La intención anunciada por ERC de eliminar del callejero de Barcelona toda referencia a la dinastía borbónica y la propuesta subsiguiente de la CUP de retirar la bandera española del Ayuntamiento y "replantear la estancia" en la Ciudad Condal de responsables del Estado y del Ejército forman parte de una misma estrategia: desterrar cualquier símbolo de unidad nacional y alentar un clima de crispación que favorezca su pulso al Estado.

Ambas iniciativas son coherentes con el empeño típicamente nacionalista que tan agrios frutos ha dado históricamente, según el cual el pasado debe ponerse al servicio de sus intereses y mitologías. También es consecuente con las primeras decisiones adoptadas por los autodenominados "gobiernos de unidad popular", que han encontrado en la revisión de los símbolos la forma de desenterrar la dialéctica de vencedores y vencidos. Cualquiera diría que la nueva política surgida del 24-M exige también un nuevo callejero y un nueva Historia para, junto a los independentistas, jugar la carta de la división y el revanchismo.

No es casual que la supresión del nomenclátor de toda referencia a la Monarquía se formule en el preámbulo de las elecciones catalanas y tan sólo un mes después de que Manuela Carmena, en Madrid, y Ada Colau, en Barcelona, prendieran polémicas similares; una con su plan para expulsar del callejero de la capital a referentes verdaderos o ficticios de la Dictadura, y otra con la retirada de un busto del Rey Juan Carlos I del salón de plenos municipal.

Estas iniciativas van mucho más allá de la Ley de Memoria Histórica.
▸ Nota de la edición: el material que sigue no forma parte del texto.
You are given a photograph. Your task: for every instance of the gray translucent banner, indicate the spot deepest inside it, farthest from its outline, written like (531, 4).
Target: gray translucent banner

La arbitrariedad y el maniqueísmo con que independentistas y gobiernos de izquierda radical purgan el callejero y retiran bustos y símbolos sólo persigue envenenar la convivencia y borrar de un plumazo lazos de unión que se han construido durante siglos de historia compartida. En esa tarea inquisitorial sus impulsores suplen la falta de rigor intelectual con vehemencia: lo de menos es que Calvo Sotelo, asesinado antes de que estallara la Guerra Civil, no tuviera siquiera tiempo de convertirse en franquista; o que Muñoz Seca, lejos de ser un represor, acabara sus días junto a otros 2.000 ajusticiados en Paracuellos; o que ni uno solo de los borbones a los que ERC quiere borrar para siempre de Barcelona haya tenido algo que ver con la represión del catalanismo o de las instituciones de autogobierno (más bien lo contrario en el caso de Felipe VI y de su padre). Lo principal es generar un espacio de confrontación entre Cataluña y el resto de España, establecer una división entre buenos y malos y acabar con cualquier referencia a la concordia y la fraternidad.